Design patents protect the aesthetic appearance of a product or portion of the product. The aesthetic appearance is affected by a number of things, including whether the product is illuminated. However, how does one capture in the USPTO’s preferred black and white line drawings that fact that some or all of the design is illuminated? Pretty much the way you would think. Take, for example, U.S. Patent No. D688245 on a Contoured Mouse, which illustrates illumination with a burst of radiating dashed lines:
the patent explains that the “dash-dot-dash lines shown in Fig 8 represent the illumination at the finger wheel and these lines form no part of the claimed design.” This same technique was used in U.S. Patent No. D688,664, also on a contoured mouse.

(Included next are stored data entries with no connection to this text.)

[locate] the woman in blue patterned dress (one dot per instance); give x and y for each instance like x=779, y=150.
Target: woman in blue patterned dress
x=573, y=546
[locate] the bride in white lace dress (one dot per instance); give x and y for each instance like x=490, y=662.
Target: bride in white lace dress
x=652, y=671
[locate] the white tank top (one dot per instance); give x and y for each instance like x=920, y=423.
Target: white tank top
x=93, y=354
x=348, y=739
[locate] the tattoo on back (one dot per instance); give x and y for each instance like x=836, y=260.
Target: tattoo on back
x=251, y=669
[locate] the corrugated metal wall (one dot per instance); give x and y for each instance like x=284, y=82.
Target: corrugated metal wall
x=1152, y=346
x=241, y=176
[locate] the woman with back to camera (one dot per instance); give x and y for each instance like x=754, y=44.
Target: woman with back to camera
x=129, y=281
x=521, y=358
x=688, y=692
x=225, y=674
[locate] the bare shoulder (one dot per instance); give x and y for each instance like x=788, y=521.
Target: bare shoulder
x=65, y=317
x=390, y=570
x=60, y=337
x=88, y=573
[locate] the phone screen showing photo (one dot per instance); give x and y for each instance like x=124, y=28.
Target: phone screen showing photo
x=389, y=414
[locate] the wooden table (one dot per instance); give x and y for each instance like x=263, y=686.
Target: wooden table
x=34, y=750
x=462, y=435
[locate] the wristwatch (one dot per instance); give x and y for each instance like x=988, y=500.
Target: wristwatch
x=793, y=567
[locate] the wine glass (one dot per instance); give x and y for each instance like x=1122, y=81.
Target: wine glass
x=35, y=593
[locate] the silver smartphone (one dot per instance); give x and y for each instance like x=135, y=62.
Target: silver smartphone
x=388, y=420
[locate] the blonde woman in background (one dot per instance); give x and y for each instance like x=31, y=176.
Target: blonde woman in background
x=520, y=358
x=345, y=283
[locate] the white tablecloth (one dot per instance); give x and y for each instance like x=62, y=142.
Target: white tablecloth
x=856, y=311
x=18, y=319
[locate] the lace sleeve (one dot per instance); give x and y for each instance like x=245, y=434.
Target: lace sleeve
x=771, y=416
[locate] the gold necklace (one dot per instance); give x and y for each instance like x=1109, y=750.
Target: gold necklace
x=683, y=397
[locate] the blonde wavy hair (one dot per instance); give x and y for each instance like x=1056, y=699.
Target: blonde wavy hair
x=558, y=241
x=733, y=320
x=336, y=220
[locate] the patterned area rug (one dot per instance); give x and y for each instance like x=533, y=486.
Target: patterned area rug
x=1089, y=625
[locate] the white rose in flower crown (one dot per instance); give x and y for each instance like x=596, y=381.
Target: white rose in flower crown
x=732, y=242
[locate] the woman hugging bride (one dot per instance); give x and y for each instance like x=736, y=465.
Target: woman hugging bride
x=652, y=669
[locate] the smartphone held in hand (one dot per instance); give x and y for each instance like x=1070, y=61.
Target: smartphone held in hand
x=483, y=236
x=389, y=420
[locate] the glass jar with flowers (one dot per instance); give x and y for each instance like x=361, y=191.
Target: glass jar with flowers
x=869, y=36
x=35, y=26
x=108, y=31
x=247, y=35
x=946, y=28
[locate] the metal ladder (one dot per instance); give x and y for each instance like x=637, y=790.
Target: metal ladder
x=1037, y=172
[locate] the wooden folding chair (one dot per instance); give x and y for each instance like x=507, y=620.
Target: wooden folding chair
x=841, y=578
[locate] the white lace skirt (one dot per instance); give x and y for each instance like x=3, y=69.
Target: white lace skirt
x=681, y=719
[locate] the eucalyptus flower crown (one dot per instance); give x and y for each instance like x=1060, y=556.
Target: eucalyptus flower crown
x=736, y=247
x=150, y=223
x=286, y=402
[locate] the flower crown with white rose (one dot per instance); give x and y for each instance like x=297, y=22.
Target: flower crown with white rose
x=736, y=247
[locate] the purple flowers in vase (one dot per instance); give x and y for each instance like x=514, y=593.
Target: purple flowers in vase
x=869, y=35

Discover Financial Service used a similar technique to illustrate an illuminated portion on their Discover Card in U.S. Patent No. D685419:
The patent explaining that “The circle is the boundary of the illuminated portion. The radiating lines illustrate the glow of the illumination.” Radiating lines were also used to indicate illumination on an MR scanner in U.S. Patent No. D682,026:
Still other examples include: an electronic data module with illuminated region in U.S. Patent No. D670696:
An illuminated cup rim in U.S. Patent No. D670419:
Illumination can be claimed in a design patent, it is simply a matter of illustrating the illumination in the drawings, and describing the drawings properly.